Support your diet with plenty of exercise. Exercise strengthens bones and muscles and helps prevent bone loss. It also keeps you active – immobility can lead to osteoporosis. These types of weight-bearing exercises should be done four times a week:
- Racket sports.
Importance of calcium and Vitamin D
Everyday stress from daily activity gradually wears away at your bones. Bone is a living tissue, constantly forming and breaking itself down. Two groups of cells maintain bone structure. Osteoclasts eliminate weak bones and then osteoblasts fill in the crevices to build new bone. In early adulthood, this remodeling cycle is completed every three to four months.
As people age, the rebuilding process slows down – the osteoclasts remove old bone faster than the osteoblasts can build it.
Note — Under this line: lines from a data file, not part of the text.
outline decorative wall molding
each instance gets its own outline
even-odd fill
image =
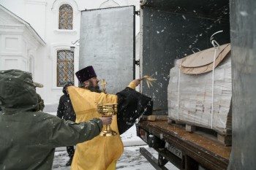
[[[56,29],[54,30],[54,33],[56,34],[72,34],[75,35],[78,34],[78,31],[76,29],[73,30],[67,30],[67,29]]]
[[[25,4],[37,4],[37,5],[45,5],[46,6],[47,2],[45,1],[33,1],[33,0],[24,0]]]

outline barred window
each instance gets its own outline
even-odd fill
[[[66,82],[74,83],[74,55],[70,50],[58,50],[57,86],[63,87]]]
[[[59,29],[72,29],[73,9],[70,5],[63,4],[59,7]]]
It becomes harder to absorb calcium and other nutrients like Vitamin D.
Sufficient amounts of calcium balance the remodeling process. In older adults, adequate calcium levels can slow bone loss and lower the risk of osteoporosis. Canada’s Food Guide recommends:
- Three servings of milk and alternatives including yogurt, cheese, calcium-fortified beverages, puddings, custards (two servings if under 50)
If you avoid dairy, other alternative food sources are high in calcium. These include:
- Calcium-fortified soy beverages.
- Calcium-fortified orange juice.
Extra dietary calcium is not harmful. However, getting more calcium than you need from supplements can be harmful. Do not take extra calcium from supplements if your diet is already giving you enough calcium.